For all that, it’s the people giving the eulogies who really tell the story of the life lived and now passed on. If the speakers don’t fire, the best setting in the world won’t rescue a service that’s floundering. Like everything else, putting in some effort when selecting speakers will take a funeral from good to great.

Here are a few steps to help you choose speakers for the funeral service.

1. Choosing the Officiant

This is the person who will welcome everyone, guide proceedings and introduce others. They will also set the tone, so choose someone who can carry this role, and will be comfortable speaking several times, who can think on their feet and step in if someone is struggling.

2. How Many Speakers Are Needed?

This depends on the length of the service; the less restricted you are to time the greater the opportunity to have more people take part in the service. It also dials down the stress if aspects go over time. Three eulogies for 10 minutes each is half an hour. Add the officiant and 40 minutes will have flown by. Think of all the components you wish to include such as prayers, committal, singing, the photo montage and work from there.

3. Choosing Who Should Speak

Being asked to give a eulogy is a privilege. If there is a large family and friendship group, it’s hard to accommodate everyone who would like the chance to say a few words. Here are a few tips to enable plenty of people to have a say, and ensure you get a variety of stories and perspectives.

  1. Choose people who shared different parts of life with the deceased. Siblings, an old school friend, a work colleague, children or other family.

  2. Avoid people doubling up on telling the same story. This can often happen when family members speak. Instead, ask people to speak to specific anecdotes such as a favourite family holiday, a special Christmas, a prank that was shared.

  3. Get more people involved with two or three speakers sharing the podium together. Each takes a turn to speak to a component of the eulogy.

  4. Children will surprise you at their capability. Have an adult guide those who are younger to write the eulogy, but keep the essence of what they want to say. Telling the story of a favorite memory is perfect for children to share. It’s unique to them, and they can share the details confident in the knowledge that it’s theirs alone to tell.

  5. Readings are another opportunity for people to become involved without giving a eulogy. Sometimes people have noted down their favourite passage in a funeral plan.

Bespoke caskets, unique venues and gorgeous themed settings come together to create one-off funerals that truly live up to a Great Goodbye.

4. Following The Deceased’s Own Instructions

If your loved one had a personal funeral plan there may be instructions on who they want to give the eulogies. Unless their choice would cause tremendous upset, follow their wishes. Some people also write a eulogy of their own, which might be read in part or in its entirety at the service. What brought them joy, the battles they fought, and the dreams they chased. The things they were grateful for, and a message to those they love. Make sure you allocate time.
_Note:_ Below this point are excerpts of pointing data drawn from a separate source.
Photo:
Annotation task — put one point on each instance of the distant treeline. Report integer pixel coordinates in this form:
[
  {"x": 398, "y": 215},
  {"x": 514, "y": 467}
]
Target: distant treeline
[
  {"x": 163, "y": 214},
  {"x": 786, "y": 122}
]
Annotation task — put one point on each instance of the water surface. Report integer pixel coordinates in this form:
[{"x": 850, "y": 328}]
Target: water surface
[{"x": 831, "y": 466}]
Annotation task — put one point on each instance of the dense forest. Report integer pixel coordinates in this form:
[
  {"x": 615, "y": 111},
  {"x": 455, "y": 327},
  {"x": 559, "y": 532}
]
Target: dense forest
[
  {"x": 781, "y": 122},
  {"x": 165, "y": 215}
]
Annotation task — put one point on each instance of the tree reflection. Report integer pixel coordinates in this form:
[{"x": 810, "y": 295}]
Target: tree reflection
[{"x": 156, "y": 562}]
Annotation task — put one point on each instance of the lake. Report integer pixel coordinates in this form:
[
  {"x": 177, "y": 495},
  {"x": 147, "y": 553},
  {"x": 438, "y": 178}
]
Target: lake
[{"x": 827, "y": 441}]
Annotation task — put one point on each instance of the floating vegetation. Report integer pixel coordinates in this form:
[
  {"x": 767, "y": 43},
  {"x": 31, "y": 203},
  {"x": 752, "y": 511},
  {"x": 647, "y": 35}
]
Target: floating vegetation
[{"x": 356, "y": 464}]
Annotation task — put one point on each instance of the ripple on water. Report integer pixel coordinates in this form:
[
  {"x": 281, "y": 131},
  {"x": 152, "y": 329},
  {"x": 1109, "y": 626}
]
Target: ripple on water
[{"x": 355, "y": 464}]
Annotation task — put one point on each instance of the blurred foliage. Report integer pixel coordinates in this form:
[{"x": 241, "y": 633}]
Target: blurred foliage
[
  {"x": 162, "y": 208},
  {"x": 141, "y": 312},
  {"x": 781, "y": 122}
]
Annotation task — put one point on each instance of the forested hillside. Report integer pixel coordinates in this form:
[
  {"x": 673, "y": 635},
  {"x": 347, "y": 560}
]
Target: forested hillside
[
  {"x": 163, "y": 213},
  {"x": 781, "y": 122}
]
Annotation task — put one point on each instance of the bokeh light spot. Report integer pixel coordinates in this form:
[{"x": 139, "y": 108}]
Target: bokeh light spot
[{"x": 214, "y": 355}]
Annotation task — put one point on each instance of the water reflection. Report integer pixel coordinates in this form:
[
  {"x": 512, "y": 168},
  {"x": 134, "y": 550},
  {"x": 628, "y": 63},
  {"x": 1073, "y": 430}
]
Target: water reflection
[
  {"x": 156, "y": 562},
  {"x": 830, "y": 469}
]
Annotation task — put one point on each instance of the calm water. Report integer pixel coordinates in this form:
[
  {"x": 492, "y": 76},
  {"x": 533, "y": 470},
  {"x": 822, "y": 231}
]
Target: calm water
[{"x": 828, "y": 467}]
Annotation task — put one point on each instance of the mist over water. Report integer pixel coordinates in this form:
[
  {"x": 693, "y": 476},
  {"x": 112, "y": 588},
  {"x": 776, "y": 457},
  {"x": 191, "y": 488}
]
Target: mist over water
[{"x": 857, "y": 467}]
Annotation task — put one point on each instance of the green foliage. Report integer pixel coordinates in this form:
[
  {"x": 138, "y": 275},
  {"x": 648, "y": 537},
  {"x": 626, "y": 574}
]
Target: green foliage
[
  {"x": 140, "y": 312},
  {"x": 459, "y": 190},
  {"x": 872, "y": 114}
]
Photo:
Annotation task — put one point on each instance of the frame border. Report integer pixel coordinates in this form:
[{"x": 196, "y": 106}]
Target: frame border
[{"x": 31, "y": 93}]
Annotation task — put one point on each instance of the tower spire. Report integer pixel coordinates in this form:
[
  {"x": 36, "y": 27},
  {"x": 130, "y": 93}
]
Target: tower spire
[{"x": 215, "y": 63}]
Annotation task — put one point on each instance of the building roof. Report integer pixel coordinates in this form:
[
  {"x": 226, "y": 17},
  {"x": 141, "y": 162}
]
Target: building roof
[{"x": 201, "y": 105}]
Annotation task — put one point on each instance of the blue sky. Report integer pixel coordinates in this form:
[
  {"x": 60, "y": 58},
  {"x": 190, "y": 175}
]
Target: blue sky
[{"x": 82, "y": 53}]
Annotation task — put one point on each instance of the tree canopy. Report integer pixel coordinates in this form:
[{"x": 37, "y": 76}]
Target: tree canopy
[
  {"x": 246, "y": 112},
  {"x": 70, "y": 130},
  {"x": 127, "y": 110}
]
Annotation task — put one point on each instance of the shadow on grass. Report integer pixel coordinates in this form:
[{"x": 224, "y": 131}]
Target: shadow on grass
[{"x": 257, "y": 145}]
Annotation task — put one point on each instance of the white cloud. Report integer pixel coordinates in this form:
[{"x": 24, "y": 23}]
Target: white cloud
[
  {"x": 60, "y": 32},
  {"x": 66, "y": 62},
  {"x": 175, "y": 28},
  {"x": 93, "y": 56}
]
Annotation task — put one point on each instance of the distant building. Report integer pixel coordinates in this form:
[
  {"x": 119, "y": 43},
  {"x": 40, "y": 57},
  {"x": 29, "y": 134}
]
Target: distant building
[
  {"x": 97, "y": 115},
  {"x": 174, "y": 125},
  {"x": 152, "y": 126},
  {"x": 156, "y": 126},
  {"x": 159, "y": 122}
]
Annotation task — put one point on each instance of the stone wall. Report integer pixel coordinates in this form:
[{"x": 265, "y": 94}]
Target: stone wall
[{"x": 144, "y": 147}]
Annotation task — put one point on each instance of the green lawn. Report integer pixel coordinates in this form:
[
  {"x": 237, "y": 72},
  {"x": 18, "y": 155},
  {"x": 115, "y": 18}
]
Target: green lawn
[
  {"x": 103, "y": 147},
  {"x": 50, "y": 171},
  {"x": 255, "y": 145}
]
5. How Long Should People Speak For?

It all depends on how good the speaker is. We will happily listen to a captivating speaker for 30 minutes, but be squirming after five if someone is floundering. Be honest about the abilities that people have. A short anecdote told really well is better than rambling 15 minutes covering ground we’ve already heard.

6. What if People Miss Out on Speaking?

Not everyone who wishes to speak at the funeral may get the chance. There are any number of reasons this happens. Time may be limited. It could be there’s a risk of doubling up on the same stories so the honor goes to just the one person. Sometimes a judgement call is made that speaking just isn’t someone’s greatest strength.

Missing out on the chance to say a few words can rob people of the chance to pay respects. If you are having a function after the service, use this time to have another few speakers. Set up an honor page so people can write a tribute knowing that other viewers of the page will read it, and the family will have it forever. For those who aren’t confident speakers, this can be the perfect way to have their say.